Dendrograms: The full dendrogram displays the progressive clustering of configurations. If truncation has been requested, a broken line marks the level the truncation has been carried out. The truncated dendrogram shows the classes after truncation.

Composition of classes:

Results by configuration: This table shows the assignment class for each configuration in the initial configuration order. If a consolidation is requested, the results are given before and after the consolidation. If you have checked "class K+1", it is possible that some tables may have a missing value after consolidation. This means that they are not placed in any of the main classes (they are placed in class K+1).

Results by class: The results are given by class. Thus, a list of configurations is displayed for each class.

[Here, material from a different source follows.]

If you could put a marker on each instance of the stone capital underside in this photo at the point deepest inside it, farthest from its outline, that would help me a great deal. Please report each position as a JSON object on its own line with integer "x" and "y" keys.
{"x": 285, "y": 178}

Number of configurations per class: The number of configurations in each class is indicated.

Analysis of the class k:

In this section, the analysis of each of the classes by the STATIS method is displayed.

Eigenvalues: The eigenvalues and corresponding chart (scree plot ) are displayed.

Consensus coordinates: Consensus coordinates in the factors space are displayed, with the corresponding charts (depending on the number of factors chosen).

Consensus configuration: The consensus configuration is displayed. It corresponds to the weighted average of the scalar product matrices of the initial configurations (reduced globally and possibly reduced by variable).

RV config/consensus: The RV coefficients between the configurations and the consensus are displayed, with the associated bar chart. Like the weights of STATIS, these coefficients make it possible to detect atypical configurations. The advantage of these coefficients is that they are between 0 and 1, so they are easier to interpret than the weights.

Weights: The weights calculated by STATIS are displayed, with the associated bar chart. The greater the weight, the more the configuration contributed to the consensus. Knowing that STATIS gives more weight to the closest configurations from a global point of view, a much lower weight than the others will mean that the configuration is atypical.

Indices:

Homogeneities: The homogeneity of each class is displayed. It is a value between 1/m (m being the number of configurations of the class) and 1, which increases with the homogeneity of the configurations. In a second step, the global homogeneity, which is a weighted average of the homogeneity of each class, is displayed.

Global Error/Within-class Variance: The error of the CLUSTATIS criterion is displayed. It corresponds to the within-class variance.

RV between consensus : The matrix of the RV coefficients between the consensus of each class is displayed. This matrix shows how close the classes are to each other.